Hundreds of security products may not be up the job, researchers say, thanks to flawed uses of code hooking.
The research is the handiwork of EnSilo duo Udi Yavo and Tommer Bitton, who disclosed the bugs in anti-virus and windows security tools ahead of their presentation at the Black Hat Las Vegas conference next month.The pair say 15 products including AVG, Symantec, and McAfee are affected . Scores more may be vulnerable thanks to their use of Microsoft's Detours , code Redmond says is used for "re-routing Win32 APIs underneath applications [and] is licensed by over 100 ISVs and used within nearly every product team at Microsoft."
The researchers did not specify if Microsoft’s enhanced mitigation experience toolkit (EMET) is affected.
Attackers would already need access to a system to reap the benefits of the vulnerabilities and neuter the security platforms running on the target system.
“We found six different common security issues that stem from incorrect implementation of code hooking and injections techniques,” the pair say.
“These issues were found in more than 15 different products.
“Practically, it means that thousands of products are affected.”

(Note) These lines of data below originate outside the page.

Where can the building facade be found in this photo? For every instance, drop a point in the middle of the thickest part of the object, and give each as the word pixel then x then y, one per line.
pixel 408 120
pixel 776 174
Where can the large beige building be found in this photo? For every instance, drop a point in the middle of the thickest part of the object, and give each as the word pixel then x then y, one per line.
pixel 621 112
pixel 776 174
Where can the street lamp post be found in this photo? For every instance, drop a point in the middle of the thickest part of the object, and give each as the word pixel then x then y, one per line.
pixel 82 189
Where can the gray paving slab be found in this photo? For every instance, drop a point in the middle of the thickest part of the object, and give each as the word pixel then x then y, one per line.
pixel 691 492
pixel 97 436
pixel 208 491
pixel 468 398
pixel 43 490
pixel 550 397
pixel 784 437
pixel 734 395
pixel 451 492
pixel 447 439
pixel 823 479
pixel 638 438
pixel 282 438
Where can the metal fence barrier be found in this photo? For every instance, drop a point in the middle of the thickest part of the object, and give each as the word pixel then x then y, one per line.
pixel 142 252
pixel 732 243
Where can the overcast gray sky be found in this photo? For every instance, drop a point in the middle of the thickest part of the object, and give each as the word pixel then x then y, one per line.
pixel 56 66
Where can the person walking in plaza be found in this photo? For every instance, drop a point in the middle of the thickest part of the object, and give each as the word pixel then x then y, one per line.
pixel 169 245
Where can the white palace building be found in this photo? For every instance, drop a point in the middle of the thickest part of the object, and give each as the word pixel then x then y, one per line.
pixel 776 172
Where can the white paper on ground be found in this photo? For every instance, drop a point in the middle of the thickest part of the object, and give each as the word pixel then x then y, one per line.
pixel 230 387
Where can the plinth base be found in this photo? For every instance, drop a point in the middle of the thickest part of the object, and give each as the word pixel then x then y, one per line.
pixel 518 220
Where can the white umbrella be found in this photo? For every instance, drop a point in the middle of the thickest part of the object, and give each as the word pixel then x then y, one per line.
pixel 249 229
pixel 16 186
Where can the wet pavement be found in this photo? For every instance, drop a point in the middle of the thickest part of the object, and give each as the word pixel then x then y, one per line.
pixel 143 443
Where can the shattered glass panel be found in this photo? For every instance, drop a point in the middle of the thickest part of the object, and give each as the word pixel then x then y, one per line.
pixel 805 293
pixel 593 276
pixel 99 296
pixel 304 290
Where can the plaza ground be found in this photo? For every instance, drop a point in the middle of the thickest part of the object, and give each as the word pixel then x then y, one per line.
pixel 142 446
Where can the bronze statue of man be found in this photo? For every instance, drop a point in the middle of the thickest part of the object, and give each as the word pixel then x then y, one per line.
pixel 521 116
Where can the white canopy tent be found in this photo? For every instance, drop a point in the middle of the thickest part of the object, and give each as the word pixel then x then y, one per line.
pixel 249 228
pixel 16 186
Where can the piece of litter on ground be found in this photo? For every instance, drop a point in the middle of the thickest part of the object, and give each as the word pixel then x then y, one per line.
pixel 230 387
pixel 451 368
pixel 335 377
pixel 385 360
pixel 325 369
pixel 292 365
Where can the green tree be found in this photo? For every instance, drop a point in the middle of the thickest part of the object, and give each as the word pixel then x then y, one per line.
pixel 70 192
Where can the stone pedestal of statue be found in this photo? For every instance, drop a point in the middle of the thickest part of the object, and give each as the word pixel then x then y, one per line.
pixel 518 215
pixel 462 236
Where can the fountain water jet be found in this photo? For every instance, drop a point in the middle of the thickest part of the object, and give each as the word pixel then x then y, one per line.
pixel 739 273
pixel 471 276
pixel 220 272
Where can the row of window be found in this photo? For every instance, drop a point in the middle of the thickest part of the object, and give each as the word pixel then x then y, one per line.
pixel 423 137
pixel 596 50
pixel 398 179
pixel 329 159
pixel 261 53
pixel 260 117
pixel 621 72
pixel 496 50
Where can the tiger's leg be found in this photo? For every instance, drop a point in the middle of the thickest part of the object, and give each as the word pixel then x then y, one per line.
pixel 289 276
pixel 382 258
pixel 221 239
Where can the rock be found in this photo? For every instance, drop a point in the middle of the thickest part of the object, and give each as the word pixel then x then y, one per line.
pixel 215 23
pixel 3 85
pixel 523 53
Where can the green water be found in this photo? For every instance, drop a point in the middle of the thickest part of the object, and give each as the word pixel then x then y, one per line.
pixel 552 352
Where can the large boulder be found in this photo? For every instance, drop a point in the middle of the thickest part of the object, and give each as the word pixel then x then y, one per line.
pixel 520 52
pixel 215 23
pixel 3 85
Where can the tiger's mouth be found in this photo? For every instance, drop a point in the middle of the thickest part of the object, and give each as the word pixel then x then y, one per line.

Microsoft is brewing a patch for Detours due to drop next month which will help to address matters.
The pair examined intrusive user-mode hooks common across end point security products and man-in-the-middle malware alike, namely the Duqu trojan, making the “depressing” finding that many are vulnerable to exploitation.
Patching will be a slow process of recompiling affected security software, the pair say.